日本地球惑星科学連合2023年大会

講演情報

[E] オンラインポスター発表

セッション記号 H (地球人間圏科学) » H-DS 防災地球科学

[H-DS05] 地すべりおよび関連現象

2023年5月26日(金) 15:30 〜 17:00 オンラインポスターZoom会場 (7) (オンラインポスター)

コンビーナ:王 功輝(京都大学防災研究所)、今泉 文寿(静岡大学農学部)、齋藤 仁(名古屋大学 大学院環境学研究科)、千木良 雅弘(公益財団法人 深田地質研究所)

現地ポスター発表開催日時 (2023/5/26 17:15-18:45)

15:30 〜 17:00

[HDS05-P06] 地すべり早期識別のための時系列InSARに基づく地表面変位と降水量の関係についての研究

*刘 一萱1木下 陽平1 (1.筑波大学)

キーワード:InSAR時系列解析、Sentinel-1A、遅延相互相関

Landslide is a very important type of geological hazard, China is a country with frequent occurrence of geological disasters, and landslide disasters have caused huge economic losses and casualties every year. Persistent Scatterers Interferometry (PSInSAR) is a technique that capable to provide wide-area coverage (thousands of km2) and precise (from millimeter to centimeter resolution), spatially dense information on ground surface deformations, and it is not restricted by weather conditions, which providing a method for landslide research. However, how to better combine PSInSAR method with landslide research, accurate and timely monitoring of landslide motion are still the problem in the exploration stage and needs to be solved. This study takes Shimen County landslide in July 2020 as the research area. Inversion of the surface deformation in the study area during the year before the landslide occurred using PSInSAR method.
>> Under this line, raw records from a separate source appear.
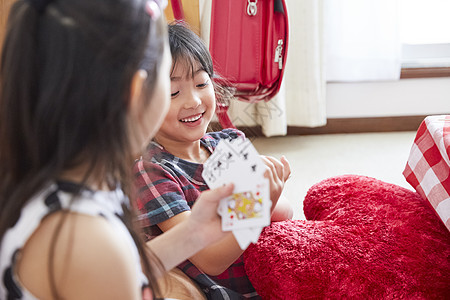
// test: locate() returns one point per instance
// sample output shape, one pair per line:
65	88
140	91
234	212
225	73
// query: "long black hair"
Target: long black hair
65	78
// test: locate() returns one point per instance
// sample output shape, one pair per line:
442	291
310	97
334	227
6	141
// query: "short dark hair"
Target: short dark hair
188	47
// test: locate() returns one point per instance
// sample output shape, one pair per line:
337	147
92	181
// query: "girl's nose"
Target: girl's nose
193	101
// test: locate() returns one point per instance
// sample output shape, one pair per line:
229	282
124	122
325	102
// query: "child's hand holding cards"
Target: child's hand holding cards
247	211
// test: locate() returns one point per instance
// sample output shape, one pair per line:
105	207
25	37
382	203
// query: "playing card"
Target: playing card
244	209
247	210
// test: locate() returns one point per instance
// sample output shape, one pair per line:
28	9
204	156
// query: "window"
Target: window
425	36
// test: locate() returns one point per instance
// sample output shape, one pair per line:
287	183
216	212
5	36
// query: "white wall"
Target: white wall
406	97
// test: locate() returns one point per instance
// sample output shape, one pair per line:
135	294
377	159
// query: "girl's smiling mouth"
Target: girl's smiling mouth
192	119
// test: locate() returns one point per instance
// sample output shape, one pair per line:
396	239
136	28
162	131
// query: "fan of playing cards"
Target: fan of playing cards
247	210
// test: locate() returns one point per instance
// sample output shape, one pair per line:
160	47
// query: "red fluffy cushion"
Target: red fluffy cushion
363	238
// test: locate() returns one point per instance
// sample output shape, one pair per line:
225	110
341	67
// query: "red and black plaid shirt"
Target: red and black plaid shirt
167	186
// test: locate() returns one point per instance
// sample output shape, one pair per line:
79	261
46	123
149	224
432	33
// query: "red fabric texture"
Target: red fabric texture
363	239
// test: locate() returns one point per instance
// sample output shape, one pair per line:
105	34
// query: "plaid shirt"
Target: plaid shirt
167	186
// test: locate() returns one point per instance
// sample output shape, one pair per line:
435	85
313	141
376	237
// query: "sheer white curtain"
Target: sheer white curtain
330	40
362	40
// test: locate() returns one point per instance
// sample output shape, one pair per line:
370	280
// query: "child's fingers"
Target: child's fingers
270	173
207	202
276	166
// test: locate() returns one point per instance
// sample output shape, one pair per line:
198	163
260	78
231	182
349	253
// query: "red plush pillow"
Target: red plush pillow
363	238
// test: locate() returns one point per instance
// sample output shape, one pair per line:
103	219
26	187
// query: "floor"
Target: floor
316	157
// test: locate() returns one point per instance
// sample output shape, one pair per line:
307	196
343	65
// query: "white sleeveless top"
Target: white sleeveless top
107	204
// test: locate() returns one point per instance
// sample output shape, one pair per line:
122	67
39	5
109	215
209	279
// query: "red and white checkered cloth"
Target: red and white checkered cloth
428	166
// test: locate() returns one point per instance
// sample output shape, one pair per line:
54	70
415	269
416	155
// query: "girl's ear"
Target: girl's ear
137	83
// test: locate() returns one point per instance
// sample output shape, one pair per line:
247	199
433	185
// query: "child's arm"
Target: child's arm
194	230
216	258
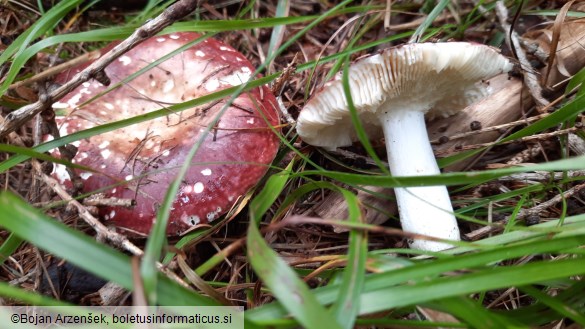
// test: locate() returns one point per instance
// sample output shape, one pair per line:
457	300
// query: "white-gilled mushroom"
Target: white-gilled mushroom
395	89
230	160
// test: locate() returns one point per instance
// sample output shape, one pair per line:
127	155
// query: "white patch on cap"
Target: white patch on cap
125	60
169	85
105	154
104	144
213	214
149	144
190	219
198	187
74	100
60	171
59	105
63	129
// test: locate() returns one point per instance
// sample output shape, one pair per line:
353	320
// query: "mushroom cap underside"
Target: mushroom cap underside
140	161
437	78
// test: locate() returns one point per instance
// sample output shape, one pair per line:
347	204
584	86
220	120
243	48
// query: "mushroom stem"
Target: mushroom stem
423	210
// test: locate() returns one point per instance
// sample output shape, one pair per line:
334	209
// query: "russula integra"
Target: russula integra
392	91
231	159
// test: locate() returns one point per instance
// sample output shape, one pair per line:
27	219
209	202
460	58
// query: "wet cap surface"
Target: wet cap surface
231	159
440	78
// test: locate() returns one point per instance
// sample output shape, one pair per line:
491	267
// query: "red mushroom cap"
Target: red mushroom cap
230	160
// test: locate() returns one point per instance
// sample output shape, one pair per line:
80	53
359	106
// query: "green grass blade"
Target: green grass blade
502	251
9	246
484	280
352	281
82	251
449	179
555	304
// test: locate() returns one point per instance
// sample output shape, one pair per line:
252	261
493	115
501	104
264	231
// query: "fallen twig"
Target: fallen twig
96	70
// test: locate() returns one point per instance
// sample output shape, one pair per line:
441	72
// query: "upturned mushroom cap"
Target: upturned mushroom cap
443	78
231	159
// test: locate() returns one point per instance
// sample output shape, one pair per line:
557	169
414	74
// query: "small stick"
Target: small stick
57	69
530	78
479	233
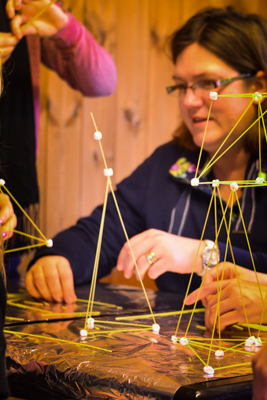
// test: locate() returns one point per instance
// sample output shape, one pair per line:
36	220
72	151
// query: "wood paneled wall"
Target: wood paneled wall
137	118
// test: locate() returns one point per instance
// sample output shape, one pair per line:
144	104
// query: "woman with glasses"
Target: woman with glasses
216	50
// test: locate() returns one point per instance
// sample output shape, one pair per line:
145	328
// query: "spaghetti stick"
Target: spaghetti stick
37	15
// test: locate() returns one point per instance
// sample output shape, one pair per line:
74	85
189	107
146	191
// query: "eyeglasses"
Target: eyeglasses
204	86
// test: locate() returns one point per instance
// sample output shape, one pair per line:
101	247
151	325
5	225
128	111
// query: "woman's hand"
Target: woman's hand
259	365
8	219
173	253
224	271
47	24
51	278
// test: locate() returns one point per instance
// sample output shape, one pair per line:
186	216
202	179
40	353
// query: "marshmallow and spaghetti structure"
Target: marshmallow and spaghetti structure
251	342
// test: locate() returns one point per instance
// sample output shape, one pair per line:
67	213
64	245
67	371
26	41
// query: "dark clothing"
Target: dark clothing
156	197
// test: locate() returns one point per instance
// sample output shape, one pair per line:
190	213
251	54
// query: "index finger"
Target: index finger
12	6
67	283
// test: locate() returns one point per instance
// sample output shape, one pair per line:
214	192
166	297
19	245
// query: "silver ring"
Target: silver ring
151	258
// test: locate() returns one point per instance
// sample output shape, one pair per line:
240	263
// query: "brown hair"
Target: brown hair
239	40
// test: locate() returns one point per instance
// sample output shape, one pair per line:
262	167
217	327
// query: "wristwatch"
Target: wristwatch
210	256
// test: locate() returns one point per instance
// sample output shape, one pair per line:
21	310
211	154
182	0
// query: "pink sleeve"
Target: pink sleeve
77	58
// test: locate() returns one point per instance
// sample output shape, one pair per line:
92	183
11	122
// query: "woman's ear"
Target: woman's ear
259	85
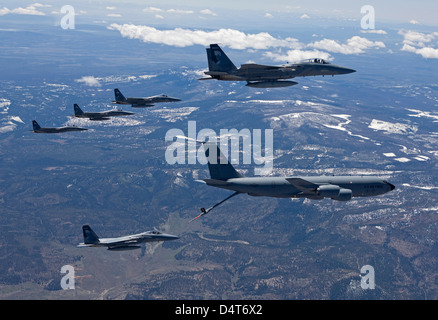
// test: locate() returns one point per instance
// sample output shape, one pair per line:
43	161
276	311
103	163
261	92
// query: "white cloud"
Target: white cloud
89	81
208	12
179	37
29	10
354	45
4	11
416	42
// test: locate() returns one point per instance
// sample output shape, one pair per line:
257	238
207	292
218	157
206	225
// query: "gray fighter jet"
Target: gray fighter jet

The correlation between displacement and precipitation was also analyzed with the rainfall data in the study area.
Based on 33 Sentinel-1A SAR images, DInSAR technique and PSInSAR technique were used to analysis the surface deformation after and before the landslide, and the time-series surface deformation patterns were obtained for the period of May 2019-July 2020. Based on the obtained PSInSAR results, three characteristic points within the landslide area were selected, and the characteristics of the temporal deformation in the line of sight (LOS) direction of the points were analyzed one by one.
Precipitation data for the study area for the two years 2018-2020 were obtained based on CLDAS-v2.0 data, and were analyzed from both temporal and spatial perspectives. The cumulative rainfall in 2020 has a large increase compared to the previous two years. The monthly average precipitation one month prior to the landslide occurrence was 705 mm, about 2.3 times the average precipitation for the same month in 2019 (309 mm) and about 3 times the average precipitation for the same month in 2018 (228 mm). The average daily precipitation (162 mm) on the day before the landslide (2020/07/05) was the largest daily precipitation in the past 5 years. Spatially, the areas with higher rainfall are distributed in the northwestern part of Shimen County, the very area where the landslide is located.
The result of PSInSAR is shown in the figure (Fig.). From the results, pixels where the landslide occurred had a different movement pattern from neighboring slopes. Displacement velocities within the landslide area ranged from -10 to -5 mm/year. Three months prior to the landslide, significantly anomalous displacements can have been seen in the PSInSAR result.
Time-lagged cross correlation (TLCC) analysis was performed on the displacement of the landslide area and the accumulated prior precipitation before the image acquisition date. The obtained results showed that among two time series of prior precipitation and ground displacement data, the prior precipitation was the first signal that appeared and had a guiding effect on the ground displacement. And there was a delay of 36 days to 72 days between the prior rainfall event and displacement.